Camdenwalla brings to life an important but largely forgotten community initiative, the Camden Monitoring Project, set up in the 1980s in response to racist violence in the north London borough. The volunteer-run network monitored racist incidents and protected the victims, largely Bangladeshi restaurant workers, by providing transport to safety.
The project operated from an office at 60 Hampstead Road, which is now the Camden People’s Theatre. It felt very special to be watching Camdenwalla at the exact location where the action took place, taking site-specific theatre to another level.
Camdenwalla takes place on a single night in 1994, a time of extreme racial tension in Camden, on a typical night that is busy, intense, and filled with drama. Outside, racist mobs are a constant threat, roaming the streets of Camden while the police do little to intervene.
Inside the office, middle-aged founding volunteer Muhammad is single-handedly running a helpline, taking ever more urgent calls, sending out rescue vehicles to pick up restaurant workers caught up in the mayhem while trying to get home.
He is joined by his energetic teenage niece Alima, fresh from failing her GCSEs. Muhammad and Alima are polar opposites. He likes Bengali classical music; she likes hip-hop. He is softly spoken and considered; she is loud and brash. He wants to follow procedure, keep records, bear witness; she questions the point of his record-keeping. He believes the police will step in once they are informed; she is convinced they won’t help.
As the evening progresses, we learn that Alima has a distressing backstory. She develops from a flaky adolescent into a woman with strength, power, and purpose, ready to take on the hostile world outside.
Camdenwalla is the first play by actor Jonny Khan, who also directed. Through his research, listening to community leaders, restaurant workers and residents, he has highlighted an important piece of social and political history. The narrative is peppered with humour, largely provided by the light-hearted generational conflict between Muhammad and Alima. At an hour long, with no interval, Camdenwalla is an exhilarating watch.
Bhasker Patel is superb as Muhammad; his facial expressions, body language and physicality reveal the character’s surface stoicism and growing panic and despair.
Nusrath Tapadar perfectly captures the essence of the fearless, shell-suited, hyperactive teenager who steps up to take on responsibility for her community. She seamlessly switches to playing every other character, including distraught restaurant workers begging for help.
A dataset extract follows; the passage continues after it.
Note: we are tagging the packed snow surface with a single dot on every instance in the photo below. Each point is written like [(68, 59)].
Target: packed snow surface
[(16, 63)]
The intimate space of the Camden People’s Theatre gets a 90s office make-under. Battered office chairs, maps, landlines and pagers are the only tools of this essential lifeline. Despite countless applications, the Camden Monitoring Project never received funding. Lighting designer Skylar Turnbull Hurd creates sharp changes in tone between banter and horror, and sound designer Sarah Sayeed adds disturbing audio details that we don’t see.
Camdenwalla is an important play with relevance far beyond the streets of Camden. With racist abuse and violence on the increase across the UK, the performance is a timely reminder of the importance of community action.